To 3(%) or not to 3(%).
As you can see from the Fed's GDPNow forecast, it's raging ahead of the forecasts of our leading Economorons by a wide margin. Usually, I bet against the Economorons but the Fed is full of them too so it's a toss-up as to who is likely to be more wrong but we have a short bet on the Dow Futures (/YM) at 21,900 that says it's the Fed.
We took that bet in our Live Trading Webinar yesterday afternoon and added to it this morning as the Dow popped in early morning trading, getting all excited about a European open that's fading fast as of 6:35. To some extent, it's a hedge against our long Oil (/CL) bet at $46.15, which is a double-dip from the bet that made us gains $500 per contract in the first hour of our live webinar (you're welcome!).
This morning, Gasoline (/RB) is looking cheap again at $1.63, so I like a long there with tight stops below $1.625, which would still be a $210 loss as gasoline contracts are expensive at $420 per penny – so be very careful trading them. We'll see if the oil inventories (10:30) can get both to break higher, the API Data was encouraging for the bulls, showing a 5.78Mb draw in crude, up from 3.6Mb last week but that data was through Friday – ahead of the storm.
Oh, and don't cry if you missed yesterday's PSW Report (subscribe here and never miss one again) but you know those Gasoline (/RBV7) contracts that were up $1,755 early yesterday morning at $1.585 and I said you missed the first 0.02 of the move? Well, this morning we got the rest of the 0.10 to $1.655, so that's another $7,020 gained on our 2 long contracts, up $3,510 per contract – wasn't that easy?
Remember, I can only tell you what is likely to happen and how to make money playing it – the rest is up to you…
That's right, while I was writing this post (now 6:56), the /RB contracts popped another 0.02. The fluctuations are due to changing assessments of the storm damage and all we have to do to make money is stay ahead of those assessments by paying attention to the news flow and figuring out what's likely to be the story that gets distributed by the press. Since I am the press AND an analyst – I have a good knack for figuring out which way the analysts will be leaning ahead of time and how it will be interpreted in the headlines.
That's what futures trading is all about – PAYING ATTENTION! This information is out there but 99.999% of investors wait for someone to read it for them and explain it to them before making a decision. Hell, they even wait for someoene like me to read the news for them and come up with a trading idea. At PSW, we practice the philosophy of "Teach a Man to Fish" because it's much better when everyone is a good trader and our Members learn to come up with great trade ideas that they then, in turn, share with the group.

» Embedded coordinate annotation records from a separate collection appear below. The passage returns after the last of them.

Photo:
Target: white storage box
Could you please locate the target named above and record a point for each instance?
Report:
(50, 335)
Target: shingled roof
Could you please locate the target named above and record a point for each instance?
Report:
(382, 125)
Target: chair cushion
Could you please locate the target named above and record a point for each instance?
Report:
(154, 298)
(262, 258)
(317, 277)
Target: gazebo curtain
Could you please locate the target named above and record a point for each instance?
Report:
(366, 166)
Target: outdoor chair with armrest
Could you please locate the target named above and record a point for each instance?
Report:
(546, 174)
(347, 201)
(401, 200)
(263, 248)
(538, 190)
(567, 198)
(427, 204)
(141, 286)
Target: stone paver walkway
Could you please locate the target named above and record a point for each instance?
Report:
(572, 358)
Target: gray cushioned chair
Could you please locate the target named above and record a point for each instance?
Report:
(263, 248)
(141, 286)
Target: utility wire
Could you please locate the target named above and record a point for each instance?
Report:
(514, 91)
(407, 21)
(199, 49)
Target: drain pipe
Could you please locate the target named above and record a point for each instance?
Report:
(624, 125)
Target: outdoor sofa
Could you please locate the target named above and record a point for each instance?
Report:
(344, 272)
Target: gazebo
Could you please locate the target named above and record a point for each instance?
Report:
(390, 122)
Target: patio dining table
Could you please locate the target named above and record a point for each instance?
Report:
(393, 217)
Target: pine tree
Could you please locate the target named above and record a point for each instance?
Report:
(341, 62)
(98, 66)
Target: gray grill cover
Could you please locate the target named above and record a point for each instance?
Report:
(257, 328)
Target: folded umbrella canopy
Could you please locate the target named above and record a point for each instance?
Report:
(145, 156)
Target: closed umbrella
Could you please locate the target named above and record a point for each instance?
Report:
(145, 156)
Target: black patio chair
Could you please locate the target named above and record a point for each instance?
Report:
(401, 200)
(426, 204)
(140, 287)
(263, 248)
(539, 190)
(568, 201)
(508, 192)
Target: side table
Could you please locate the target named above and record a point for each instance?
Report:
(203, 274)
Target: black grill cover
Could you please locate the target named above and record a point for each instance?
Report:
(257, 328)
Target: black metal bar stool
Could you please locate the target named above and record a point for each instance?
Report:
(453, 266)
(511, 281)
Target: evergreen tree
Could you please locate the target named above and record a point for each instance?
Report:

Getting back to Gasoline, we could see another 0.10 move in /RB, which is about 6% higher than we are now and the Gasoline ETF (UGA) at $28.06 so 106% is $29.74 and that's up $1.68 so we can buy the low-premium Sept $26 calls at $2.15 and hopefully collect at least $3 but don't be greedy – take the quick money and run and I'd set a stop if UGA fails to hold $27.50, probably a loss of 0.50 (25%) as the Delta is nearly 1.00 on those contracts. That gives you almost the same leverage as a Futures trade.
See, trading isn't hard, just do the math and it becomes very clear which play is going to be right for the occasion. Speaking of math, ours finds the GDP is likely to come in well below the Fed's forecast, probably below 3% based on the earnings reports we've been checking in on. Very simply, we are still a consumer-driven economy and the consumer was not doing a lot of shopping in Q2.
There are, however, signs that that might be turning around and we called a long on XRT for our Options Opportunity Portfolio subscribers last Thursday morning at $38.80 and now they are back after failing an attempt to get over $40 but it's a Jan trade idea that has the potential to make 222% on cash between now and then – so well worth checking out!
The GDP report might send XRT back to the lows but it's data that, by definition, cut off on June 30th and we're betting on Q3, not Q2 and those are the kind of mismatches we love to take advantage of as traders (and many analysts) are not too bright and simply read the headlines before buying high or selling low.
Speaking of analysts you should listen to (and do the complete opposite), we should have known the rally had more legs when Dennis Gartman "staked his reputation" that "the bull market has come to an end" on Aug 11th. Even though I agree with him (see Aug 10th's "Faltering Thursday – Terror at Dow 22,000"), his record suggested making the contrary bet would be much more profitable. My prediction on the 10th was that we'd have a 550-point correction from 22,000, which would be 21,450 and, so far, I'm off by 150 as we bottomed out on the 21st at 21,600. We're not out of the woods yet as no one said it would all happen in less than a month and, as noted above – we are shorting the Dow here:
I have to go to the Nasdaq this morning for an interview so I'll miss the GDP fun but it's only 4 contracts short ($20 per point), so wish me luck!